Q. Where did you grow up? 
A. Youngstown, Ohio, USA

Q. If you had an extra million dollars, which charity would you donate it to?
A. Project Trevor or some organization helping LGBT+ youth

Q. Do you have any children? 
A. Two bonus children—actually my stepchildren from a marriage I am no longer in, yet I’ve stayed close to both boys (ages 19 & 15) and their mother. Again, family of choice!

Q. Have you started any new projects because of the quarantine? 
A. Oh yes! I run a training program called The Institute for Creative Mindfulness that primarily trains clinicians in EMDR therapy and expressive arts therapy. The pandemic challenged us to take all of our training programs online. This has stretched my legs as an educator and content creator, and I’m grateful for this opportunity to be adaptive.

Q. If you ever retire would you prefer to live by the ocean, lake, river, mountaintop or penthouse?
A. Preferably a lake with mountains nearby.

Q. Who has had the biggest influence on you throughout your life? 
A. My first recovery sponsor, Janet Leff, who passed away in 2017. I am alive and doing the work I do in the world today because she worked her Twelfth Step with me in the most trauma-informed way possible. She is the hero of my book, “Trauma and the 12 Steps: An Inclusive Guide to Recovery.”

Q. If you were giving a dinner party for your 3 favorite authors, living or dead, who would they be? (Choose 4 if you think one might be too drunk or stoned to attend.)
A. Victor Hugo, Khalil Gibran, Audre Lorde

Q. What books are you reading now?
A. Fiction: “Temple Dancer” by Amy Weintraub. Non-Fiction: “Treating PTSD with iRest Yoga Nidra” by Dr. Richard Miller.
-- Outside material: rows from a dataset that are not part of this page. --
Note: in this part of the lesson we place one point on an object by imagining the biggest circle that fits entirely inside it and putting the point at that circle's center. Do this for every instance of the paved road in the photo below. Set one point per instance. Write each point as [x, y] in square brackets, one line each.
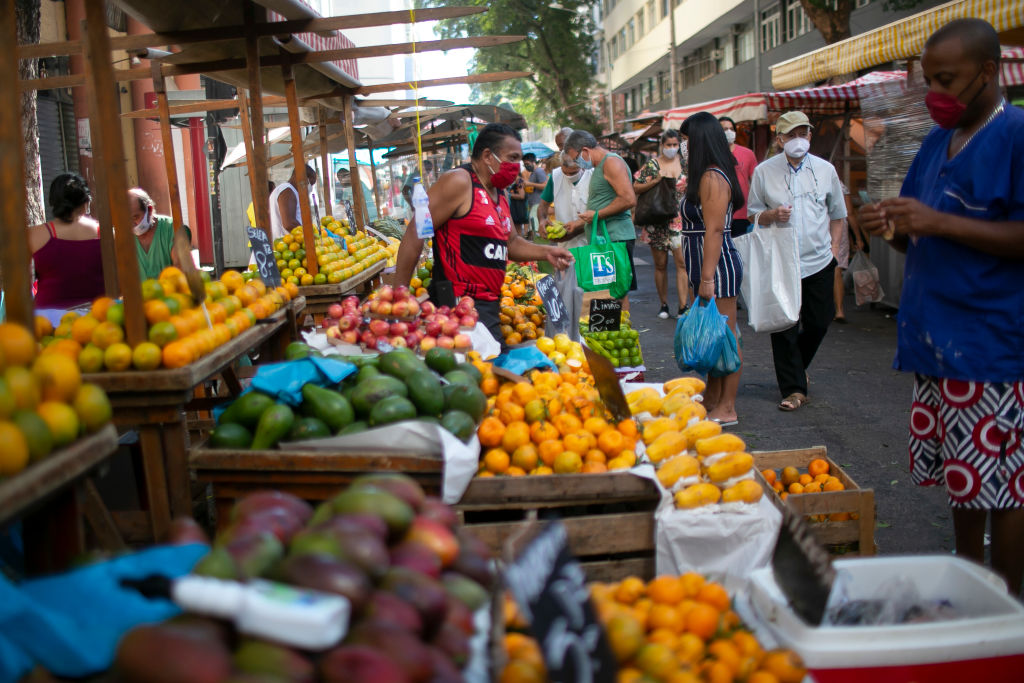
[859, 410]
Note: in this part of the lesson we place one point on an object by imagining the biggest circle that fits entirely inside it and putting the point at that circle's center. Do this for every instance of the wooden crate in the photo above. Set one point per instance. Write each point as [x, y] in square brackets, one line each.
[312, 475]
[609, 517]
[853, 537]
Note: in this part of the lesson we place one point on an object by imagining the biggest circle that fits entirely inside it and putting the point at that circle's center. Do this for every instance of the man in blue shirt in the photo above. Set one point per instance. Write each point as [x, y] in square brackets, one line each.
[960, 218]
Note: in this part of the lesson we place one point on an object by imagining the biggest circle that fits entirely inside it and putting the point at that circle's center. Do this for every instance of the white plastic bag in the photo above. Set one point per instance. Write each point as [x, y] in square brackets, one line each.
[866, 285]
[771, 278]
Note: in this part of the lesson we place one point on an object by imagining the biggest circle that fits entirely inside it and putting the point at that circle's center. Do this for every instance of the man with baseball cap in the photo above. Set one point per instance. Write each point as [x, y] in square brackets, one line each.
[800, 190]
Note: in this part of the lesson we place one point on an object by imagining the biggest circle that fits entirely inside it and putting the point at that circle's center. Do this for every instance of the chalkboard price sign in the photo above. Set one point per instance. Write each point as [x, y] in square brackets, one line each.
[550, 589]
[605, 314]
[558, 316]
[263, 253]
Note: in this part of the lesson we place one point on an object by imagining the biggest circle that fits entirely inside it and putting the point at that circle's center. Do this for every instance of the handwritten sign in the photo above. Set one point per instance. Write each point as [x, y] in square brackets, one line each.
[263, 253]
[605, 314]
[558, 316]
[550, 589]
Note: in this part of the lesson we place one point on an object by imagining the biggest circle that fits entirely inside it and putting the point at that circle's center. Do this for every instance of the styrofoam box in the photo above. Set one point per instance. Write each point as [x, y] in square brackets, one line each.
[985, 643]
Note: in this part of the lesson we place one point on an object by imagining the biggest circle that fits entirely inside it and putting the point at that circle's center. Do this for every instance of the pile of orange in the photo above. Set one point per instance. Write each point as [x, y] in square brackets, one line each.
[44, 404]
[817, 479]
[683, 630]
[521, 309]
[553, 424]
[178, 331]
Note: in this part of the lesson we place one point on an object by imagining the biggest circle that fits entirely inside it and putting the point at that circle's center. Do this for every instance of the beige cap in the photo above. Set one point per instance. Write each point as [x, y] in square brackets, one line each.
[791, 120]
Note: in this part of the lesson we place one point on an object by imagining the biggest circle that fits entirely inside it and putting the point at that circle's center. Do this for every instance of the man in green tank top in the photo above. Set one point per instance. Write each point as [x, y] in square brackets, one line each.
[611, 196]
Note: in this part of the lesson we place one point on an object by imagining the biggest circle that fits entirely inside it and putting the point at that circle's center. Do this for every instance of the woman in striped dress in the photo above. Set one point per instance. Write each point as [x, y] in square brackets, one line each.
[713, 194]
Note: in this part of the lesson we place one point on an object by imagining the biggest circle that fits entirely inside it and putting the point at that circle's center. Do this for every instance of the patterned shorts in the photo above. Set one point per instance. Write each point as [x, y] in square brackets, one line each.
[967, 435]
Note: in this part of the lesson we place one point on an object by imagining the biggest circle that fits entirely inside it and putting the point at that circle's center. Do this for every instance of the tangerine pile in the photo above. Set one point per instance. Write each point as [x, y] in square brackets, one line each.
[178, 332]
[44, 404]
[336, 263]
[553, 424]
[817, 479]
[683, 630]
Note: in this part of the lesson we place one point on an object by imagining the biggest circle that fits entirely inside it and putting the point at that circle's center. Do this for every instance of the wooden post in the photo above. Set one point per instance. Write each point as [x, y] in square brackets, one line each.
[261, 200]
[348, 115]
[326, 168]
[247, 140]
[14, 254]
[300, 166]
[165, 134]
[109, 148]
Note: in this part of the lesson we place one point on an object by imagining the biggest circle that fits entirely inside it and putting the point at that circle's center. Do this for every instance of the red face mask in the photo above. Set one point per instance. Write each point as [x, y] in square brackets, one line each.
[947, 110]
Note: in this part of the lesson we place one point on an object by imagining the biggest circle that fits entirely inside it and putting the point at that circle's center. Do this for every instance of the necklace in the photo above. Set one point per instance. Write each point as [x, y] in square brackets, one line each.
[991, 117]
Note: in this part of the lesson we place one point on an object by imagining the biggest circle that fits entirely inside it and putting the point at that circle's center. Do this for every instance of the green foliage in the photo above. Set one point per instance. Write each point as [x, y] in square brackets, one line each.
[556, 50]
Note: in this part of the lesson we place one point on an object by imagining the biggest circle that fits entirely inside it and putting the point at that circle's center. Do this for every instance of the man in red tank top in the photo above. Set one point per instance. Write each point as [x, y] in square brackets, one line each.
[474, 238]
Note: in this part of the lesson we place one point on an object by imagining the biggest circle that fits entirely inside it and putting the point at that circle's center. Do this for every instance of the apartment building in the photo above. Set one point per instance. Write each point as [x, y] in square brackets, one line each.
[723, 47]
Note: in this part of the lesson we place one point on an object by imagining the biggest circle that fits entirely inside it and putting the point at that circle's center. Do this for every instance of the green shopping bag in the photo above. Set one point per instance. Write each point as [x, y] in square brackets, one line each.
[603, 264]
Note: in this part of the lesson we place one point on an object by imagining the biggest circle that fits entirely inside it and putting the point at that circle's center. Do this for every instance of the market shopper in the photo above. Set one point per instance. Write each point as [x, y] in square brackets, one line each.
[154, 235]
[745, 163]
[473, 233]
[800, 190]
[716, 269]
[665, 238]
[960, 218]
[285, 212]
[66, 251]
[610, 195]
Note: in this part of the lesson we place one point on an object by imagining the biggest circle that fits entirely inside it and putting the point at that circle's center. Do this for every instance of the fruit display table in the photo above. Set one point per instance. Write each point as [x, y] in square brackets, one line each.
[320, 297]
[53, 535]
[155, 403]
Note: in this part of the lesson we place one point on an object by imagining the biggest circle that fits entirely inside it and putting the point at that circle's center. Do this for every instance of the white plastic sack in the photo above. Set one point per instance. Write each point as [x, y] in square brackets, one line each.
[771, 278]
[866, 284]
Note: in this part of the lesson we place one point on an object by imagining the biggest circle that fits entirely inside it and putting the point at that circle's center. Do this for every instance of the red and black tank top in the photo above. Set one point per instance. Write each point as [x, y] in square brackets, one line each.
[473, 248]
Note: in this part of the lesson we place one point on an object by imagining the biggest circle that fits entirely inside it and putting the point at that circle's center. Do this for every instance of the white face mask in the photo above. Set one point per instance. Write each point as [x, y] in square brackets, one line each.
[143, 225]
[797, 147]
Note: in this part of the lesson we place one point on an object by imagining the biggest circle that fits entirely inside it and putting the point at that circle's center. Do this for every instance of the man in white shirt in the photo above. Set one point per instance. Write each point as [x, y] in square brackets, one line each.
[803, 191]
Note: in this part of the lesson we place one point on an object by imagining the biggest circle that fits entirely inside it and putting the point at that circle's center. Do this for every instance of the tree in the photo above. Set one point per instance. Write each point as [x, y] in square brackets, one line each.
[28, 32]
[557, 50]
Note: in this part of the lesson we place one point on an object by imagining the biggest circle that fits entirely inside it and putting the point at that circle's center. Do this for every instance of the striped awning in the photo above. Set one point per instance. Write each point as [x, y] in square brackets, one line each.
[751, 107]
[898, 40]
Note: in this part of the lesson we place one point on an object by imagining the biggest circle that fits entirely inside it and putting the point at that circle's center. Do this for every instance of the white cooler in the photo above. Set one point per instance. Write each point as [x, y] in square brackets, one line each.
[986, 643]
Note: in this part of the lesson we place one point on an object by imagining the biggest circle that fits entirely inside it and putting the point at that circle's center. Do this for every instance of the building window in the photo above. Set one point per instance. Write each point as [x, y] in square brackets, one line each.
[797, 20]
[770, 29]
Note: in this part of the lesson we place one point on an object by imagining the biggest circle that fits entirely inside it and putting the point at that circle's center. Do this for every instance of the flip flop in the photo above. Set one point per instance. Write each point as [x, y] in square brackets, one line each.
[793, 401]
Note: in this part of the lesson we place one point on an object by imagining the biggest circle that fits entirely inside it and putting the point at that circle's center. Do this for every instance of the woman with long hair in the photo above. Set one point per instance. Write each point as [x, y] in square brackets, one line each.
[713, 194]
[665, 238]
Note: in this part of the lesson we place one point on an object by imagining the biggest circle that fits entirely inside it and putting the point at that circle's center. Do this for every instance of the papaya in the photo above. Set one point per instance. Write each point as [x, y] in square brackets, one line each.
[275, 422]
[230, 435]
[392, 409]
[425, 392]
[370, 391]
[440, 359]
[329, 407]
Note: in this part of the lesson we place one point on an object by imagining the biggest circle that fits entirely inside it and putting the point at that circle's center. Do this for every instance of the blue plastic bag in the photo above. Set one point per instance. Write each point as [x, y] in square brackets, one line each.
[702, 338]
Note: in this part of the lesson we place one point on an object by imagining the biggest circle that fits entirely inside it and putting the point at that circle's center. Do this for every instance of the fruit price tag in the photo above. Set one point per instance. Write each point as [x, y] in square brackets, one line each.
[605, 314]
[550, 589]
[263, 253]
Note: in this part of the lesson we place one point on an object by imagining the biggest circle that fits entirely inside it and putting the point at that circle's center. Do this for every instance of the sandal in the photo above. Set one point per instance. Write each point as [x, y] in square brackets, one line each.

Q. What is your FAVORITE Radio show, news show, podcast?
A. “Last Week Tonight” with John Oliver

Q. Are you bingeing on any TV series? If so which ones.?
A. In between binges at the moment; all caught up on “The Boys” so am now watching it week-to-week.
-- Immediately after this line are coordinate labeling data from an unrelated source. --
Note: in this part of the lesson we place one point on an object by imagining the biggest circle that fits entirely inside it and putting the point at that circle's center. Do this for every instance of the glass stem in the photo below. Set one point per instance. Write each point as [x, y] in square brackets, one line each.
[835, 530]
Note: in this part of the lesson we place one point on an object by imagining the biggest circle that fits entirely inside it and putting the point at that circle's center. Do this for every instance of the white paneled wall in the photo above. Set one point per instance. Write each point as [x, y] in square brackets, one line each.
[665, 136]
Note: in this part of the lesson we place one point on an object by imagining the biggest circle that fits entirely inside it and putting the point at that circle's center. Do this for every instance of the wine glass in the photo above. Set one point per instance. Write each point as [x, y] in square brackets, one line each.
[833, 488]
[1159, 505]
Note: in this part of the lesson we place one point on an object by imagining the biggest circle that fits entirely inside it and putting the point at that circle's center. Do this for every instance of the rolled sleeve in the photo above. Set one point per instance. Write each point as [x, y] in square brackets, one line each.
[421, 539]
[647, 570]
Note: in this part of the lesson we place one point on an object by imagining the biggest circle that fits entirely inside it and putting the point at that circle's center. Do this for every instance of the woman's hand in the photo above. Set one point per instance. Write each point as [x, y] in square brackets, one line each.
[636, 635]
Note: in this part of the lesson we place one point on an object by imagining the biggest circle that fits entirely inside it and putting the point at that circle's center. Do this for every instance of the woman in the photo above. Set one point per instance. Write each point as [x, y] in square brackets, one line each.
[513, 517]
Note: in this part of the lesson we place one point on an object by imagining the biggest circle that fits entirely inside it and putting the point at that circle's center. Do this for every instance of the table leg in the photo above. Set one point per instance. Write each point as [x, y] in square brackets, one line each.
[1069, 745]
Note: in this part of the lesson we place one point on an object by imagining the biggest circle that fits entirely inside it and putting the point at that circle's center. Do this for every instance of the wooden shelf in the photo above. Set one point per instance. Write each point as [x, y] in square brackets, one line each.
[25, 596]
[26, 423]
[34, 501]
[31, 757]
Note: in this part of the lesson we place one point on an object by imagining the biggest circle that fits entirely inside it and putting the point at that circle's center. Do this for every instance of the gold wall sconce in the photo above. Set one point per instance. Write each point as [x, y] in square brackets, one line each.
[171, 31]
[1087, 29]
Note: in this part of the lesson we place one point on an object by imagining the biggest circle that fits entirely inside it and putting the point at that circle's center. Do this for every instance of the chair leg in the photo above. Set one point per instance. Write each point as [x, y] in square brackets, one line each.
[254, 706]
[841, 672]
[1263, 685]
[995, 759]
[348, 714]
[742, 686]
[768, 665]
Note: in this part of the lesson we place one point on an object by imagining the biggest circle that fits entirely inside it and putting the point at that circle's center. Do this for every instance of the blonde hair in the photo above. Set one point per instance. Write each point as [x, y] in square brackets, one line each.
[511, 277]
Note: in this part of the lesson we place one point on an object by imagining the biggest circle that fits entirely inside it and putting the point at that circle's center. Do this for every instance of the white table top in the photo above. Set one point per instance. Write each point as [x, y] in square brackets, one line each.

Q. Which film have you watched the most? 
A. “LA Confidential”

Q. Who is your FAVORITE Director?
A. Ken Burns

Q. Who is your favorite sober celebrity?
A. Nadia Bolz-Weber

Q.  What is your FAVORITE Band/composer/musical artist?
A. Gillian Welch & David Rawlings

Q.  What is your FAVORITE Broadway musical/play?
A. Comedy: “The Book of Mormon” Drama: “Les Miserables”

Q. What is your FAVORITE City?
A. Dubrovnik (Croatia)

Q. What is the best piece of advice YOU’VE been given?
A. “What are you going to do about it now?” (Janet’s famous question to me, delivered after fully validating my trauma story in the most loving and non-judgmental way possible).

Q. What is the greatest risk you have ever taken?
A. Coming out in my professional life as a woman in recovery from a Dissociative Disorder (on the mental health side of my recovery); this diagnosis is still shrouded in so much fear, stigma, and misunderstanding, and there was a risk in coming out that I would be discredited and not taken seriously. The freedom in speaking boldly from my lives experience has made the coming out worth it. I am now a healthier educator, writer, and human being because of it!

Q. What is your biggest regret?
A. That I didn’t “come out” (as bisexual) sooner; this also involves the regret that I stayed tied to obligation culture of organized conservative religion for so long.

Q. Have you ever been arrested and if so, for what?
A. No, and yet I should have been many times

Q. What is the proudest moment in your life?
A. Whenever I see one of my students who I have mentored go on to teach themselves; sitting in the room and watching them always brings me to tears.